INTERVIEW: Streamlining Innovation With Marketplace.city's Chris Foreman

September 26, 2018

The call for procurement innovation has been answered. Taking on the task is Marketplace.city, a digital platform aiming to simplify the process of finding, validating and implementing new technology at the city level. Initially launched as Marketplace.nyc in collaboration with the White House's Smart Cities Challenge in 2016, the now-global service is rethinking the procurement process by building a virtual marketplace for smart solutions. By centralizing and streamlining this information, startups and emerging tech firms gain the audience of city agencies, who are in turn reap the efficiencies of the marketplace. This year, the platform took another leap forward by partnering with 100 Resilient Cities, a Rockefeller Pioneered Organization, trying in resilience planning into the smart solutions market. Smart & Resilient Cities had a chance to speak with Marketplace.city's co-founder and CEO Chris Foreman for a discussion on how the company is helping cities embrace smart city tech.

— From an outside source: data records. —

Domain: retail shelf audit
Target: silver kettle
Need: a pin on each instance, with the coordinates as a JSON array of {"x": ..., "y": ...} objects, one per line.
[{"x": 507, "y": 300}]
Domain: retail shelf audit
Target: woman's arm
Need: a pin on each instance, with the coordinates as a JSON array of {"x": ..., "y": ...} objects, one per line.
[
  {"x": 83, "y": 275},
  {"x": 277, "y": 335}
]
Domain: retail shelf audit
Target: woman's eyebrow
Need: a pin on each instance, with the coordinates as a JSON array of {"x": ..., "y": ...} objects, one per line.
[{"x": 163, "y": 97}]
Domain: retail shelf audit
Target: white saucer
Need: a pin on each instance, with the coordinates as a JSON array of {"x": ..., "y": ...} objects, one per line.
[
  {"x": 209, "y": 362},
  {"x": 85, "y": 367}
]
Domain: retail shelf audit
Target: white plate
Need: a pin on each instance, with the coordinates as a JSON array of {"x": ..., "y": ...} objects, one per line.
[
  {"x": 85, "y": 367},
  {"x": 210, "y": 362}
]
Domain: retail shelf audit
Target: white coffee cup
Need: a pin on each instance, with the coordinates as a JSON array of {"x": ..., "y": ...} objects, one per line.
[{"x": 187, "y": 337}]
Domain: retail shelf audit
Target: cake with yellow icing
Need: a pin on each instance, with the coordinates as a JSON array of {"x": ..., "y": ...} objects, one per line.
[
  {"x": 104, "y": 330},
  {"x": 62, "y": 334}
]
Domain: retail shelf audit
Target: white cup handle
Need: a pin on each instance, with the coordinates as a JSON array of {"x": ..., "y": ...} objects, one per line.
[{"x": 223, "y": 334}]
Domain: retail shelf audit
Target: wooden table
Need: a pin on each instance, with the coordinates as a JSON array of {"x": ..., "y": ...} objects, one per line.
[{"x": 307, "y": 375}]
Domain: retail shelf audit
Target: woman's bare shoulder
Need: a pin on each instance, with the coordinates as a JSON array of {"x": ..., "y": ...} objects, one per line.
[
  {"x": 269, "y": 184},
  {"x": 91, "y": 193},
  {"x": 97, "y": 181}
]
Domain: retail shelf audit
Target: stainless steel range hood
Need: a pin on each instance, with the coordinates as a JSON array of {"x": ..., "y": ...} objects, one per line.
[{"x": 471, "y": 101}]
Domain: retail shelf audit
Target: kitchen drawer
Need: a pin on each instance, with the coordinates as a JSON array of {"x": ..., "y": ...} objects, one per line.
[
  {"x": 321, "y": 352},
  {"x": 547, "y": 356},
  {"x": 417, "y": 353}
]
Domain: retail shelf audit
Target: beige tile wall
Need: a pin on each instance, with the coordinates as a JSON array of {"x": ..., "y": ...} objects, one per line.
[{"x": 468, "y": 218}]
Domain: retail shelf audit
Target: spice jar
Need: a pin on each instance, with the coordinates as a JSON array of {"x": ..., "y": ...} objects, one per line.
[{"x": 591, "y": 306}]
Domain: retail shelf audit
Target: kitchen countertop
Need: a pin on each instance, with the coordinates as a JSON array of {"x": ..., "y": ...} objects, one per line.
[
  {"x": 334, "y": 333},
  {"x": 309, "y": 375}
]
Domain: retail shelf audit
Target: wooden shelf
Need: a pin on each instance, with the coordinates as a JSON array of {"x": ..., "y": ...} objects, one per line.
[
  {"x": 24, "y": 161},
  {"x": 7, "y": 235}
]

Smart & Resilient Cities: So you worked in the Smart Cities sector before you started Marketplace.city?

Chris Foreman: Yes, I was on the partner executive board for Microsoft CityNext. Our company, AvePoint, had developed some apps for citizen engagement and 311, things like that. We build this appf for the city of Newton, Massachusetts, which was like their virtual town hall solution. The city was sick and tired of hosting town hall meetings in City Hall at 7:00 p.m. on a Tuesday; they kept getting the same five people who would show up and dominate the conversation. They wanted to reach a greater audience, so we built this application where you can stream the video, take polls online, get feedback and let people ask questions. There was no two-way communication for audio or video, but at least we could take questions and get surveys and stuff like that, so that was exposed because we were running these virtual town halls in all different parts of the city, so that was a foray into Smart Cities.

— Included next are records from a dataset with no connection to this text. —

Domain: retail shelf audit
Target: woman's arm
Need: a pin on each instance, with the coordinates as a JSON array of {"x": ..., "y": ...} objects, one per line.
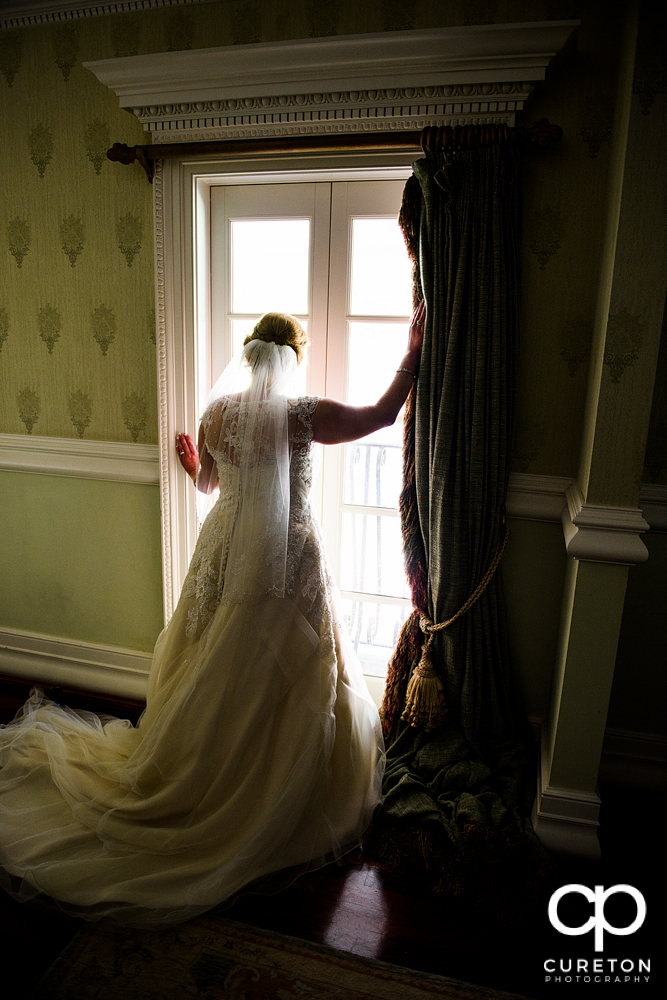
[
  {"x": 335, "y": 422},
  {"x": 204, "y": 473}
]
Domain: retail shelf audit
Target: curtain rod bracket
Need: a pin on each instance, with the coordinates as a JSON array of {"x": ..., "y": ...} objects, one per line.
[
  {"x": 120, "y": 153},
  {"x": 432, "y": 139}
]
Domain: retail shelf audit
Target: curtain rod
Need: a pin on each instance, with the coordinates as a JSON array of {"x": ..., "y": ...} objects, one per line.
[{"x": 431, "y": 140}]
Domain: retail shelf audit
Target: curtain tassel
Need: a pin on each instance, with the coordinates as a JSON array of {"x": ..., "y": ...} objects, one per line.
[{"x": 425, "y": 698}]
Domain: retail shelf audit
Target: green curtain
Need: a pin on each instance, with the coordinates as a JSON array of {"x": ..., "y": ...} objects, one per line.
[{"x": 457, "y": 798}]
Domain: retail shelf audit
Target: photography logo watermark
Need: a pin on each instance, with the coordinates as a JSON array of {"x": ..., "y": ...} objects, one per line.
[{"x": 602, "y": 969}]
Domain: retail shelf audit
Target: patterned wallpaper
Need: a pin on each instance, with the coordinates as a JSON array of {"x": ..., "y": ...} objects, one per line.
[
  {"x": 564, "y": 200},
  {"x": 77, "y": 353}
]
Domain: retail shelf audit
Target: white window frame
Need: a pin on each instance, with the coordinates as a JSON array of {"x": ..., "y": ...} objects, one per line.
[{"x": 182, "y": 223}]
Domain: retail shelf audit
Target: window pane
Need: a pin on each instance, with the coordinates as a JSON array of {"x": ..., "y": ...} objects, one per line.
[
  {"x": 373, "y": 628},
  {"x": 373, "y": 473},
  {"x": 270, "y": 265},
  {"x": 371, "y": 555},
  {"x": 381, "y": 282},
  {"x": 373, "y": 466}
]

S&RC: And how did you progress into your current role?

CF: I was there at AvePoint for 10 years and elected as the CEO for American business. About 50 percent of our business is public sector, so there're a lot market in the government. Every time we were doing work in the government, we came across people who want to do cool and innovative things, but they were always running into challenges around procurement and how to select the right vendor. We were on the vendor side. There are guys like us and some other good technology companies with stuff that was really applicable for cities, but we had a really hard time of navigating the procurement process. Very costly. High barrier to entry. It's interesting that cities create a procurement processes with the intention of being transparent, but it ends up favoring the incumbents because the city does business with people they're familiar with. We're looking for a way to create familiarity with companies through other means by using ratings, reviews, recommendations from other cities in an online platform.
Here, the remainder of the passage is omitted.